NEW YORK — Stocks fell back from record levels on Wednesday as investors decided it was better to play it safe.
A day after the Standard & Poor’s 500 index climbed above 1,900 for the first time, investors turned their backs on stocks that would benefit more than others in a reviving economy. Consumer discretionary stocks, a group that includes luxury retailers and entertainment companies, dropped the most. Industrial and technology companies also fell, and riskier, small-company stocks resumed a sell-off after rebounding on Monday.
Instead, investors bought safe and steady stocks. Utility and telecom stocks, which investors favor when the markets get choppy, rose the most in the S&P 500. U.S. government bonds also rallied, pushing the yield on the 10-year Treasury note to its lowest in more than six months, another sign that investors were favoring safer assets.
“There’s some internal self-correction and rotation going on beneath the surface,” said Jim Russell, a regional investment director at US Bank. Russell said stocks were getting closer to being fairly valued.
The Standard & Poor’s 500 index fell 8.92 points, or 0.5 percent, to 1,888.53. The Dow Jones industrial average dropped 101.47 points, or 0.6 percent, to 16,613. The Nasdaq composite fell 29.54 points, or 0.7 percent, to 4,100.63.
The Russell 2000 index, a gauge of small-company stocks, fell 18.02 points, or 1.6 percent, to 1,103.14. The index has slumped 9 percent since peaking March 4 as investors sold riskier stocks.
Bonds benefited from investor’s appetite for less risky assets.
The yield on the 10-year Treasury note, which falls when the price of the bond rises, dropped to the lowest it’s been since October. The yield declined to 2.54 percent from 2.61 percent late Tuesday.
“People are rotating out of equities and into bonds,” said Mark Pibl, U.S. fixed income strategists at Canaccord Genuity, a wealth manager, of Wednesday’s move in the bond market.
Bonds have surged this year because inflation remains low and investors have become concerned that the economy may not grow as quickly as previously anticipated. Barclays’ index of Treasury bonds maturing in 20 years or more has gained 10.6 percent, outperforming the 2.2 percent rise for the S&P 500 stock index.
In corporate news, Fossil, a maker of watches, jewelry and accessories, was the biggest decliner in the S&P 500.
Fossil fell $11.45, or 10.3 percent, to $100 after the company said late Tuesday that its first-quarter net income fell 8 percent, despite sales gains across all its business segments. The results beat market expectations, but the company gave a weak forecast.
Deere was another company to decline after reporting earnings.
The maker of farm equipment fell $1.91, or 2 percent, to $91.70 after the company reported a decline in second-quarter net income because of weaker demand for its products. The company also cut its full-year sales forecast.
Almost all of the companies in the S&P 500 have finished reporting their first-quarter earnings.

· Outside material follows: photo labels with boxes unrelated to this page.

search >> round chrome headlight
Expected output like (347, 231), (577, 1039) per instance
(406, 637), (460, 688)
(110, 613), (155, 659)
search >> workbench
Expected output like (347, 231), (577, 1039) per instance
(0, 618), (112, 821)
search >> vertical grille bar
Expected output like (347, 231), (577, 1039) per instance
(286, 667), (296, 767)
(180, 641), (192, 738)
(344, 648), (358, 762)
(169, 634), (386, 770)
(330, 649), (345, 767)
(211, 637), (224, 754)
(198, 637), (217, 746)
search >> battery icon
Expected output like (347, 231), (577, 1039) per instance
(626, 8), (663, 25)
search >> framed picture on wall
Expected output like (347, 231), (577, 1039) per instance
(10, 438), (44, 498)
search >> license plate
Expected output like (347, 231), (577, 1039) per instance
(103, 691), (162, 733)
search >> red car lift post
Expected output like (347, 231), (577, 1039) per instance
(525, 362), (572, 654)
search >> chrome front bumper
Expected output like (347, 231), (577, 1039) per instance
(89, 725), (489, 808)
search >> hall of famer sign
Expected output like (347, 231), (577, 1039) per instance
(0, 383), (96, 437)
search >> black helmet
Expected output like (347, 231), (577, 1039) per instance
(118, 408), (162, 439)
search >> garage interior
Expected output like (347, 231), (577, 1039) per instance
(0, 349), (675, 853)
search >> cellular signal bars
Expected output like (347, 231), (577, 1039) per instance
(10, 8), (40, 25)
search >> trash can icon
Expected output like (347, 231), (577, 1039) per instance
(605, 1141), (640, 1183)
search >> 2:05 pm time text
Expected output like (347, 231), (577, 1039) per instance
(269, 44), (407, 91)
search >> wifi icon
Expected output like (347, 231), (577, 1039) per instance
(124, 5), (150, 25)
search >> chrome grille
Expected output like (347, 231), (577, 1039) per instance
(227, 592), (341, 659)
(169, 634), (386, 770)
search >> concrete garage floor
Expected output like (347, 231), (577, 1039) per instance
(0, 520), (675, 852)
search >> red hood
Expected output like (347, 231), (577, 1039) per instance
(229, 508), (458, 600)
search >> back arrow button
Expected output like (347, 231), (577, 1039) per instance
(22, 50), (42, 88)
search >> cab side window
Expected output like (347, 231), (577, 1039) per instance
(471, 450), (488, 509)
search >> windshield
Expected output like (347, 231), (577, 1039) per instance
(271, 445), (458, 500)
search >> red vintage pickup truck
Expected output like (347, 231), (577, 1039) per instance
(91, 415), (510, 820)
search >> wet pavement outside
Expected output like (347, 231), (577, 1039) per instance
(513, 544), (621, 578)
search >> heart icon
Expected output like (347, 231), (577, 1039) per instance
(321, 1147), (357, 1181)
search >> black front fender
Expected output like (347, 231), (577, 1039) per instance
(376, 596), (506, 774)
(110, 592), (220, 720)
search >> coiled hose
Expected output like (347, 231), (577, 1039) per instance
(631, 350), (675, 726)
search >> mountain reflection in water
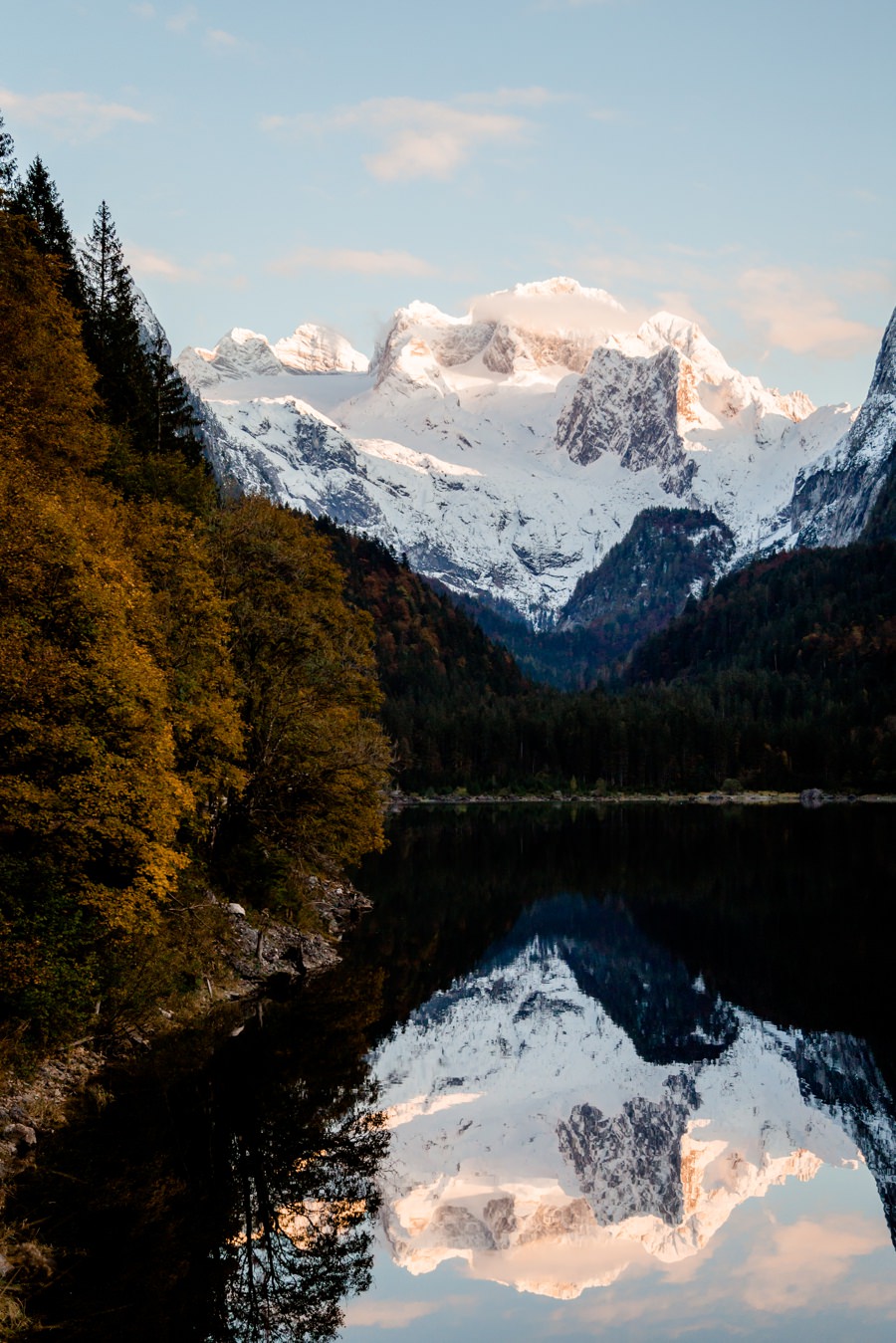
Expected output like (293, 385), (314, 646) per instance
(15, 805), (896, 1343)
(373, 896), (896, 1298)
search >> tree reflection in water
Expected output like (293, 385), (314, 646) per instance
(217, 1086), (387, 1343)
(16, 971), (388, 1343)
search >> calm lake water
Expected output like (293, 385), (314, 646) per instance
(20, 805), (896, 1343)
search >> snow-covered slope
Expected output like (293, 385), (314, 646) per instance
(373, 918), (896, 1297)
(177, 323), (366, 392)
(180, 278), (851, 624)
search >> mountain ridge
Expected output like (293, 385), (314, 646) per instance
(180, 277), (870, 628)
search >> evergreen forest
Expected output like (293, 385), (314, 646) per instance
(0, 110), (896, 1045)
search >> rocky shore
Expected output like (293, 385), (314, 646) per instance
(389, 788), (896, 811)
(0, 877), (372, 1343)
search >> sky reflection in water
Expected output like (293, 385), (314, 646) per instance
(342, 805), (896, 1340)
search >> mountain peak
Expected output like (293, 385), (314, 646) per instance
(177, 323), (368, 389)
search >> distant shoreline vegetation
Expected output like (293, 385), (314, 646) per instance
(0, 105), (896, 1047)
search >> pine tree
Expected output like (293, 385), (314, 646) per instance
(147, 334), (203, 466)
(81, 200), (205, 491)
(9, 157), (84, 309)
(81, 200), (147, 402)
(0, 112), (16, 198)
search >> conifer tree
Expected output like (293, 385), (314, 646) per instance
(9, 157), (84, 309)
(147, 332), (203, 466)
(81, 200), (150, 418)
(81, 200), (203, 491)
(0, 112), (16, 198)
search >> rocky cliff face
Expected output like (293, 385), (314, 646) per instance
(180, 277), (850, 627)
(557, 346), (697, 498)
(788, 312), (896, 546)
(177, 323), (366, 395)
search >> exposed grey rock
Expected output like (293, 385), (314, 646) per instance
(789, 312), (896, 546)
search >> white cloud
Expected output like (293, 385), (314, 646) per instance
(345, 1301), (442, 1330)
(268, 247), (435, 276)
(262, 90), (532, 181)
(731, 266), (880, 358)
(0, 89), (151, 141)
(470, 280), (646, 337)
(732, 1214), (892, 1313)
(205, 28), (239, 51)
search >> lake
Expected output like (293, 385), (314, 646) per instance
(20, 804), (896, 1343)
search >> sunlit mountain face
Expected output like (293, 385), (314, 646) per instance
(372, 896), (896, 1300)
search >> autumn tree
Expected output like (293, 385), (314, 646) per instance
(218, 496), (389, 901)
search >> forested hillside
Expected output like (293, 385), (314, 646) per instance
(0, 105), (896, 1040)
(0, 117), (389, 1039)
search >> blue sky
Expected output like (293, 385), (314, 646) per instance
(0, 0), (896, 401)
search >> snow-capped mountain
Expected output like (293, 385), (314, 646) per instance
(178, 323), (368, 392)
(787, 312), (896, 546)
(178, 278), (870, 624)
(372, 903), (896, 1297)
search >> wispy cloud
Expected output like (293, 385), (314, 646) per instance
(345, 1301), (442, 1330)
(268, 247), (435, 276)
(262, 89), (551, 181)
(732, 266), (880, 358)
(0, 89), (151, 141)
(575, 235), (892, 361)
(205, 28), (239, 51)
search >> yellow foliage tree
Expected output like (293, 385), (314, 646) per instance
(218, 496), (389, 891)
(0, 463), (193, 932)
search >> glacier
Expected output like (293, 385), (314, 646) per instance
(178, 277), (856, 627)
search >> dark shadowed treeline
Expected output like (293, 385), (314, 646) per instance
(326, 534), (896, 792)
(0, 115), (388, 1038)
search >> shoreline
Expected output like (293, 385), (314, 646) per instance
(389, 788), (896, 811)
(0, 877), (372, 1343)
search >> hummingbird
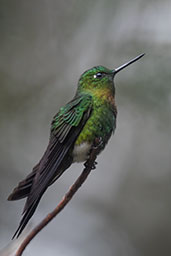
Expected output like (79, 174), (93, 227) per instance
(8, 54), (144, 238)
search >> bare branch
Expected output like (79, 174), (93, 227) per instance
(15, 139), (101, 256)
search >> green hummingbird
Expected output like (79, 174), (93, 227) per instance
(8, 54), (144, 238)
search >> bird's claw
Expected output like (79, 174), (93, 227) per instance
(84, 161), (97, 170)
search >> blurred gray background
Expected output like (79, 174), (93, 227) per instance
(0, 0), (171, 256)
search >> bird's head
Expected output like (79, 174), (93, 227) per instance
(78, 54), (144, 92)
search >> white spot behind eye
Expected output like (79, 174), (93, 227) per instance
(93, 72), (103, 78)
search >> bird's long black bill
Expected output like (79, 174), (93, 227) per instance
(113, 53), (145, 75)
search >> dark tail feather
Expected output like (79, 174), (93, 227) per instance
(8, 164), (39, 201)
(12, 196), (41, 239)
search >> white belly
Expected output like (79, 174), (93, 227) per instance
(73, 142), (91, 162)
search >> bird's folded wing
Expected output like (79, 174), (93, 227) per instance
(14, 95), (92, 237)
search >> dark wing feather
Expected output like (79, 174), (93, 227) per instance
(13, 95), (92, 237)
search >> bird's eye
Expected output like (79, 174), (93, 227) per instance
(94, 72), (103, 78)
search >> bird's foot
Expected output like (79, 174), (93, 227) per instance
(84, 161), (97, 170)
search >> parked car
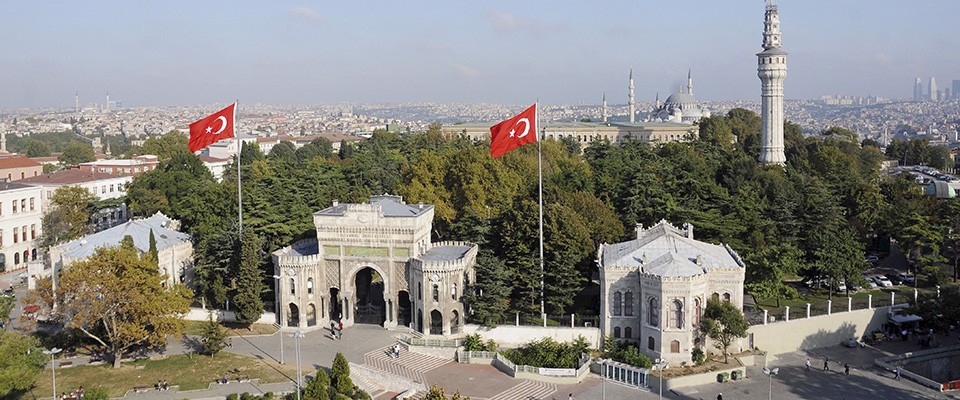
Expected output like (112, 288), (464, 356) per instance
(873, 275), (893, 287)
(884, 274), (903, 285)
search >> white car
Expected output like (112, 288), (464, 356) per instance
(873, 275), (893, 287)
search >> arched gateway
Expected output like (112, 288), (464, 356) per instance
(273, 195), (477, 336)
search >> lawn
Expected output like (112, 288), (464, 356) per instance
(24, 353), (296, 399)
(183, 321), (277, 336)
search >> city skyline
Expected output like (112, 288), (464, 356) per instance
(0, 0), (960, 108)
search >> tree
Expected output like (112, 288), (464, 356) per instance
(39, 186), (97, 248)
(57, 143), (97, 165)
(0, 330), (47, 398)
(200, 311), (227, 357)
(27, 140), (50, 157)
(27, 242), (190, 367)
(700, 299), (750, 363)
(233, 228), (267, 326)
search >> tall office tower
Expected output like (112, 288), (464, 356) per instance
(600, 92), (607, 123)
(927, 76), (939, 101)
(628, 68), (637, 124)
(757, 0), (787, 165)
(913, 76), (923, 101)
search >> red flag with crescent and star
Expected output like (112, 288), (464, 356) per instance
(188, 103), (237, 153)
(490, 103), (537, 158)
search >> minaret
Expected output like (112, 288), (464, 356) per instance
(628, 68), (637, 124)
(757, 0), (787, 165)
(601, 92), (607, 123)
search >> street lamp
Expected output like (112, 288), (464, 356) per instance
(653, 358), (668, 400)
(763, 367), (780, 400)
(292, 331), (303, 400)
(273, 275), (283, 365)
(43, 347), (63, 400)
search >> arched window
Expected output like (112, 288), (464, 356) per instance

Earnings rose 3.3 percent for the period, according to S&P Capital IQ. That compares with growth of almost 8 percent in the fourth quarter.
Stocks that moved substantially or traded heavily Wednesday on the New York Stock Exchange and the Nasdaq Stock Market:
Sears Holdings Corp., down $2.53 to $40.70
Following the spinoff of Lands’ End, the retailer says it is now considering the sale of its 51 percent stake in Sears Canada.
Sony Corp., down $1.14 to $16.50
The Japanese tech giant sank to a $1.3 billion quarterly loss and forecast more red ink as it struggles to execute a turnaround.
Macy’s Inc., down 1 cent to $57.83
The retailer stuck by its annual profit forecast despite a rough winter that slowed foot traffic.
Deere & Co., down $1.91 to $91.70
Economists believe income will be down this year for farmers and that is cutting into sales of the company’s tractors and other farm machinery.
Kate Spade & Co., up $2.95 to $37.60
The apparel retailer is putting up surging comparable-store sales numbers and it announced plans to open 80 locations this year.
Netflix Inc., up $4.74 to $351.88
A report shows that the video streamer accounted for 34 percent of data flowing to consumers during peak times in North America.
Plug Power Inc., down 27 cents to $3.82
Losses were cut in half during the first quarter, but the fuel-cell maker still fell short of most Wall Street projections.
Fossil Group Inc., down $11.45 to $100
A weak earnings forecast for the current quarter overshadowed a strong start to the year at the jewelry and accessories company.